Global Optimization of Gas Transportation and Storage: Convex Hull Characterizations and Relaxations
Bahar Cennet Okumusoglu, Burak Kocuk
TL;DR
This paper tackles the global optimization of gas transportation and storage, a nonconvex MINLP arising from gas physics and discrete control decisions. It develops a conic-relaxation framework built on exact convex hulls for pipes (SOC-representable) and a complete convex hull characterization for compressors (power-cone representable), complemented by a practical SOC outer-approximation. An algorithmic framework using these convexifications yields near-global solutions and strong warm-starts, demonstrated via extensive GasLib computational experiments that outperform a state-of-the-art global solver in many cases. The work provides scalable, high-accuracy tools for operators to optimize gas networks with storage and active elements, with potential extensions to uncertainty and integrated energy systems.
Abstract
Gas transportation and storage has become one of the most relevant and important optimization problems in energy systems. This problem inherently includes highly nonlinear and nonconvex aspects due to gas physics, and discrete aspects due to the control decisions of active network elements. Obtaining even locally optimal solutions for this problem presents significant mathematical and computational challenges for system operators. In this paper, we formulate the gas transportation and storage problem as a nonconvex mixed-integer nonlinear program (MINLP) through disjunctions on the flow directions. Moreover, we study the nonconvex sets induced by gas physics and propose mixed-integer second-order cone programming relaxations for the nonconvex MINLP problem. The proposed relaxations are based on the convex hull representations of two nonconvex sets: Firstly, we give the convex hull representation of the nonconvex set for pipes and show that it is second-order cone representable. Secondly, we also give a complete characterization of the extreme points of the nonconvex set for compressors and show that the convex hull of the extreme points is power cone representable. Moreover, for practical applications, we propose a second-order cone outer-approximation for the nonconvex set for compressors. To obtain (near) globally optimal solutions, we develop an algorithmic framework based on our convex hull results.

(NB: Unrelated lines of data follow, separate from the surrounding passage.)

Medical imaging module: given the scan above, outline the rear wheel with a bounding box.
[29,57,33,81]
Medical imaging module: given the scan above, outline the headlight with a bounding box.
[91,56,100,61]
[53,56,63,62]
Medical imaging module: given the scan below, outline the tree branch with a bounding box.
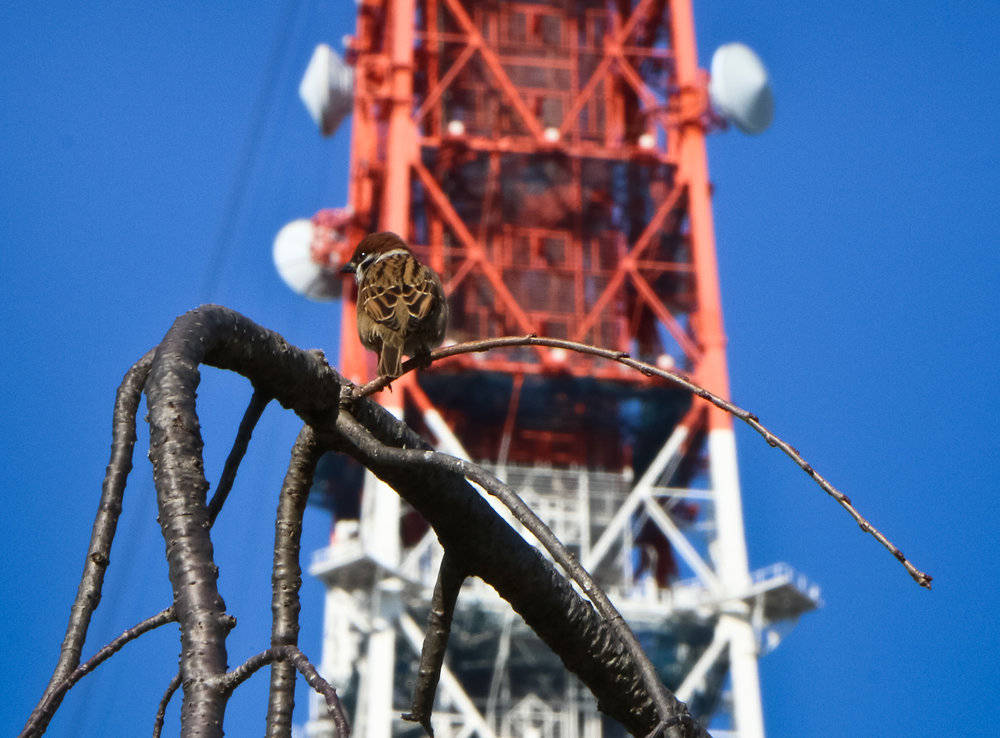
[153,671,181,738]
[331,401,704,736]
[21,607,177,738]
[352,334,933,589]
[222,645,351,738]
[266,425,324,738]
[21,349,153,736]
[146,305,340,738]
[208,390,271,525]
[402,551,465,738]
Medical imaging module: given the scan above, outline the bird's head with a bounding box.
[340,231,412,284]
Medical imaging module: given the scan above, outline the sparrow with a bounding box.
[340,231,448,378]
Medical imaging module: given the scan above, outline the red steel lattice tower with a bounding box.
[309,0,817,738]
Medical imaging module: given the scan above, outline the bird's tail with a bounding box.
[375,341,403,378]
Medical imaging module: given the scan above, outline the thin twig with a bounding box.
[21,349,155,738]
[153,672,181,738]
[352,335,933,589]
[23,607,177,734]
[208,390,271,523]
[402,551,466,738]
[223,645,351,738]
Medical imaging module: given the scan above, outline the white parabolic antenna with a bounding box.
[708,43,774,135]
[299,44,354,136]
[272,218,344,302]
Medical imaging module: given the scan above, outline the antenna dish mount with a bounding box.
[708,43,774,136]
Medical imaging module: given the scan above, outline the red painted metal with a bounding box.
[341,0,729,471]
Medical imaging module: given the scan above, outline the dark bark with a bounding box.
[266,426,322,738]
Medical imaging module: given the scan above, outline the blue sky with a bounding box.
[0,0,1000,737]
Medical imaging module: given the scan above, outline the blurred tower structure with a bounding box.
[307,0,818,738]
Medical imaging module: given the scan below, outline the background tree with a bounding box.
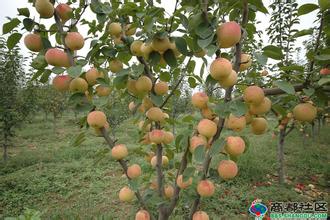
[0,38,28,160]
[4,0,329,220]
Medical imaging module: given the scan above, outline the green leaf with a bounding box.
[23,18,34,31]
[262,45,284,60]
[163,50,178,67]
[197,33,215,49]
[113,74,128,89]
[31,55,48,70]
[2,18,21,34]
[298,3,319,16]
[52,66,65,74]
[175,37,188,56]
[280,65,304,72]
[194,145,205,163]
[314,54,330,61]
[41,37,52,49]
[274,81,295,95]
[229,100,248,117]
[149,51,161,65]
[241,136,250,154]
[214,102,230,118]
[7,33,22,50]
[150,93,163,106]
[254,53,268,66]
[159,72,171,82]
[272,104,287,116]
[39,69,52,83]
[182,167,196,182]
[303,88,315,96]
[31,69,44,81]
[132,64,144,76]
[188,77,197,88]
[17,8,30,17]
[317,78,330,86]
[66,66,82,78]
[195,23,214,39]
[209,137,225,157]
[248,0,268,14]
[292,28,313,38]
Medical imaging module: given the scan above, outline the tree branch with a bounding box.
[166,136,190,215]
[305,13,324,85]
[160,57,192,108]
[168,0,179,34]
[101,127,154,219]
[54,11,74,66]
[69,4,88,31]
[137,57,153,79]
[189,0,248,219]
[284,123,294,137]
[156,144,164,197]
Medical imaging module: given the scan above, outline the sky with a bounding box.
[0,0,317,69]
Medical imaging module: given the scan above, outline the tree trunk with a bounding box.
[172,99,175,135]
[311,122,315,140]
[277,126,286,184]
[3,132,9,162]
[303,127,307,146]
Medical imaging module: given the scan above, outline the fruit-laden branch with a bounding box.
[285,122,295,137]
[168,0,179,34]
[69,4,88,31]
[305,13,324,85]
[137,57,154,80]
[166,136,190,216]
[233,84,307,101]
[201,0,209,23]
[189,0,248,219]
[54,11,74,66]
[156,144,164,197]
[101,127,151,217]
[159,57,192,108]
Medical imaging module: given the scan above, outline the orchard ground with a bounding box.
[0,114,330,219]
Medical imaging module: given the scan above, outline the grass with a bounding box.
[0,112,330,219]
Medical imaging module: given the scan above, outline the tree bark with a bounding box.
[3,132,9,162]
[277,126,286,184]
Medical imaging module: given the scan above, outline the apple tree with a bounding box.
[3,0,329,220]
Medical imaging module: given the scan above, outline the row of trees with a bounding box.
[4,0,330,220]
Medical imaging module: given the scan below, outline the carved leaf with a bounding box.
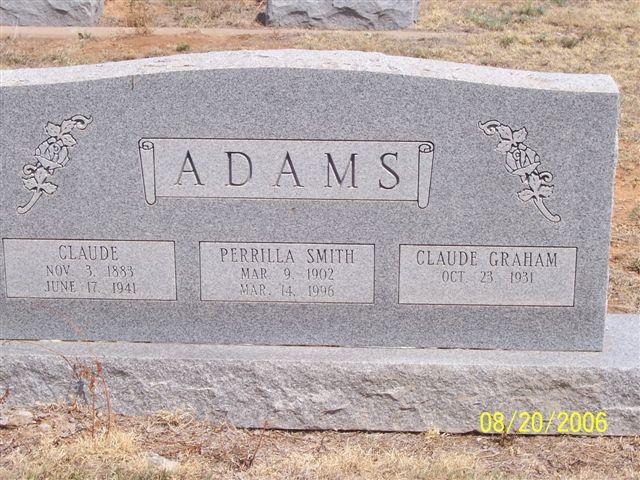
[40,182,58,195]
[44,122,60,137]
[513,163,540,176]
[518,189,533,202]
[34,168,49,184]
[496,140,512,153]
[496,125,513,141]
[22,177,38,190]
[529,174,542,193]
[60,133,78,147]
[60,120,76,135]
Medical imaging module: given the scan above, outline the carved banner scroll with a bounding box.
[138,138,434,208]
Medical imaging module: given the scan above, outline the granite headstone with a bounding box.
[0,0,104,27]
[0,51,618,350]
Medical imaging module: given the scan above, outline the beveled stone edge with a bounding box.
[0,49,618,95]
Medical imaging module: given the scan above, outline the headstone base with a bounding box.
[0,315,640,435]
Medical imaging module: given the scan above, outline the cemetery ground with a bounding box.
[0,0,640,480]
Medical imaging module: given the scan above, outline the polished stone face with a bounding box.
[0,51,618,350]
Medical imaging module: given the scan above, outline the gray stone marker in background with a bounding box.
[0,51,618,350]
[0,0,104,27]
[266,0,420,30]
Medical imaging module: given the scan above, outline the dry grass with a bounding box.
[0,405,640,480]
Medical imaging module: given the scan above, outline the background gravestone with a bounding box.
[266,0,420,30]
[0,51,618,350]
[0,0,104,27]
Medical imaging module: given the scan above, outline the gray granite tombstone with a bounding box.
[0,51,618,350]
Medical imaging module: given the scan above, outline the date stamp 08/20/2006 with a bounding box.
[479,410,608,435]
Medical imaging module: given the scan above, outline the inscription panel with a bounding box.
[200,242,375,303]
[399,245,577,307]
[2,238,177,300]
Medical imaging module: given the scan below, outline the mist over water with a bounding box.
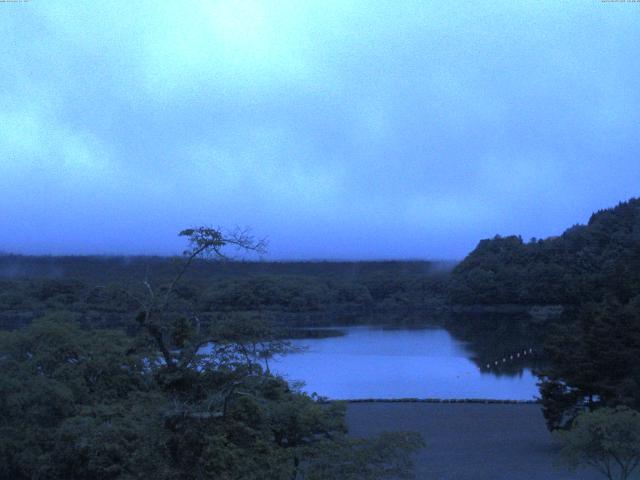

We evaluate our framework through extensive computational experiments on various GasLib networks in comparison with the convex relaxations from the literature and a state-of-the-art global solver. Our results highlight the computational efficiency and convergence performance of our convex relaxation method compared to other methods. Moreover, our method also consistently provides (near) global solutions as well as high-quality warm-starting points for local solvers.